BALTIMORE, MD (November 23, 2004) -- Maryland Governor Robert L. Ehrlich Jr. committed the state to eliminating childhood lead poisoning in the next six years, as he and Maryland Department of the Environment (MDE) Secretary Kendl P. Philbrick joined advocates and parents this morning to announce the successful details of an initiative aimed at boosting the state’s lead rental property registry.

Under Maryland law all pre-1950 constructed residential rental units (an estimated 135,000) must be registered with MDE’s Lead Poisoning Prevention Program. Working with the state Department of Assessments and Taxation, MDE developed a mailing list of 50,000 potential unregistered units. A letter was sent to property owners this past summer describing the requirements of Maryland’s lead laws. That targeted outreach effort netted 17,000 new registrations —well beyond the Governor’s target of 10,000.

“A decade ago in Maryland, nearly a quarter of children tested had elevated blood lead levels,” Governor Ehrlich said. “In 2003 the number was 2.2 percent. This is extraordinary progress, but our ultimate goal is to get that number down to zero by 2010. And we all know, increasing the pool of property owners voluntarily complying with the law is the key to achieving that goal.”

“We know what causes lead poisoning in children and we know how to prevent it,” the Governor added. “In 2004, there is no excuse for a single child in Maryland to suffer from lead poisoning.”

In a decade, Maryland has reduced the number of children with elevated lead levels by roughly 90 percent, both in Baltimore, where the largest at-risk population is found, and around the state. Much of the decline is the result of prevention efforts on the part of property owners. Increasingly aggressive and effective testing programs and enforcement, especially in areas where children are at risk, have also heightened awareness and lead abatement activity.

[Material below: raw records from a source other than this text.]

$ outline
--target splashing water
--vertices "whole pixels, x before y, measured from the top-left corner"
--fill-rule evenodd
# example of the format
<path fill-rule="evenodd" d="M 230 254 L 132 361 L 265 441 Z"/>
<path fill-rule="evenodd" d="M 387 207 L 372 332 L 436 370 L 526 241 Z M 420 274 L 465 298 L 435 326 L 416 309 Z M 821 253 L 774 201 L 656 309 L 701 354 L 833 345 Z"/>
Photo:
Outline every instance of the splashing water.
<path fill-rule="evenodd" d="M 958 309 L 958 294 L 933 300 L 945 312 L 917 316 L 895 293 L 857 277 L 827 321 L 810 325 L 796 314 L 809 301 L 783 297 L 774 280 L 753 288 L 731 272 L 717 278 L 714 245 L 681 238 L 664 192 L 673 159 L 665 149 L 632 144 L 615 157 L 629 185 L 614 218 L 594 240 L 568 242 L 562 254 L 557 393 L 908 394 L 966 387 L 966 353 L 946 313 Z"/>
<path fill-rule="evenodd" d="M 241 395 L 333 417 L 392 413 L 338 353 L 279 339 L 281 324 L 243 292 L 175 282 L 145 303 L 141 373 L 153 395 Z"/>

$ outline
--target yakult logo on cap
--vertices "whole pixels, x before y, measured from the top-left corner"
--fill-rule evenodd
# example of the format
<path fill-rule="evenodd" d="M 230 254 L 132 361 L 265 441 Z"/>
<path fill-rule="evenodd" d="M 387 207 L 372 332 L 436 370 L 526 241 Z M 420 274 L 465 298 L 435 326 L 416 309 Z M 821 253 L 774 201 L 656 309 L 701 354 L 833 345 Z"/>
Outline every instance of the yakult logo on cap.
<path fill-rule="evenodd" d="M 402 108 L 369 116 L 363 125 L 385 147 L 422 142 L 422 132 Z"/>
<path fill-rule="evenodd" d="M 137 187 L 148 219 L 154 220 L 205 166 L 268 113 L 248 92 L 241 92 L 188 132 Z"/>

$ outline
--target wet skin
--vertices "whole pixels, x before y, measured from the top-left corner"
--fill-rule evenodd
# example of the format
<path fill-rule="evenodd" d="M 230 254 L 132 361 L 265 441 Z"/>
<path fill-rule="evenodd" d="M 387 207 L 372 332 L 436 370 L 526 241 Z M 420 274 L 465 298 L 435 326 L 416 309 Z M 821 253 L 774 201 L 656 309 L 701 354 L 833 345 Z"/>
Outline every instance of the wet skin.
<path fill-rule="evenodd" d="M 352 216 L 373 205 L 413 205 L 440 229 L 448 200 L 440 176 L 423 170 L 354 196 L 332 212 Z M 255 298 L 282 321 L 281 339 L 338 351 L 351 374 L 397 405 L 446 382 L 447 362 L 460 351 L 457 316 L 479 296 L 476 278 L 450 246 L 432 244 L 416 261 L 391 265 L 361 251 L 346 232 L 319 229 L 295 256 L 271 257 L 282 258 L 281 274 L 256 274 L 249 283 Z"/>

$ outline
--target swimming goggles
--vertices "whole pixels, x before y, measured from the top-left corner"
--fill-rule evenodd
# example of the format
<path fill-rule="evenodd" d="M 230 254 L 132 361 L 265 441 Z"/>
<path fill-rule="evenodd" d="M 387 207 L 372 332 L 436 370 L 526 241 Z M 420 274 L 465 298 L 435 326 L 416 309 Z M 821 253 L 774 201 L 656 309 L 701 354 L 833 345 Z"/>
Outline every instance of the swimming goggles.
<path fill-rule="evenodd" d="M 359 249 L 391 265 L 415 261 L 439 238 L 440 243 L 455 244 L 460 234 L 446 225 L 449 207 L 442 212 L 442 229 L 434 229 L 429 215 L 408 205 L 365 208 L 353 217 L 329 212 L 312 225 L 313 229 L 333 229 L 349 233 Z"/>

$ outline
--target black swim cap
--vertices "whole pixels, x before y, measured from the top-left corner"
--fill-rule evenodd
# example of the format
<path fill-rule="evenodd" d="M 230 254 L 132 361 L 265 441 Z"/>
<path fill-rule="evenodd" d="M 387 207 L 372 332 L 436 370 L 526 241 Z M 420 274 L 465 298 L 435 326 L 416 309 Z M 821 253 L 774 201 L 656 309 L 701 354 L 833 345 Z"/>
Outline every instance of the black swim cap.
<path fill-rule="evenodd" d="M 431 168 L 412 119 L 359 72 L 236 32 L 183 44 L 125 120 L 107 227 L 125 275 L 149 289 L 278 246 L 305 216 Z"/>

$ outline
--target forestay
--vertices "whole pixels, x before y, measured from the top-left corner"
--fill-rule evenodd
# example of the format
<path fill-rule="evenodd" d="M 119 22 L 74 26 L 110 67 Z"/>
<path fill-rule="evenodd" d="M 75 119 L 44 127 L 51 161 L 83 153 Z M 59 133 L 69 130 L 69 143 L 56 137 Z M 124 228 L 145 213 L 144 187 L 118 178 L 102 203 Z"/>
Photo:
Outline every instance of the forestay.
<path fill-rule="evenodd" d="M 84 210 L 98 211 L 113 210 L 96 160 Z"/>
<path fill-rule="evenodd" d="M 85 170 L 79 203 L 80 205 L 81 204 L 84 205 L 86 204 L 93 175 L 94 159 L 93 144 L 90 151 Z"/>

“Maryland’s Lead Poisoning Prevention Program works when property owners comply with registration requirements of the law,” MDE Secretary Kendl P. Philbrick said. “There is virtually zero lead poisoning in compliant housing. Virtually all poisoning occurs in non-compliant properties. That is why it is vital that these units be identified then made lead safe.”

The rental registry is important for a number reasons:

  1. Required by law as part of standards to be met by property owners for a liability cap;
  2. Provides a listing of properties identified as posing a potential lead paint hazard;
  3. Registration fees provide a significant funding source for state lead poisoning prevention activities.

The public uses information in the registry when searching for rental housing. MDE and other enforcement entities use the registry in determining property owner compliance with lead hazard risk reduction requirements.

The first mailing targeted Baltimore City and nearby jurisdictions. But come the spring, MDE will be undertake another mass mailing with the emphasis on the rest of the state –aiming to further close gaps in the lead registry.

The effects of lead poisoning, a preventable disease, may result in poor school performance, inability to read, aggressive behavior, hearing loss or even mental retardation. By 2000, nearly one million U.S. children under the age of six had blood lead levels greater than 10 micrograms per deciliter, which is considered to be an elevated level by the Centers for Disease Control.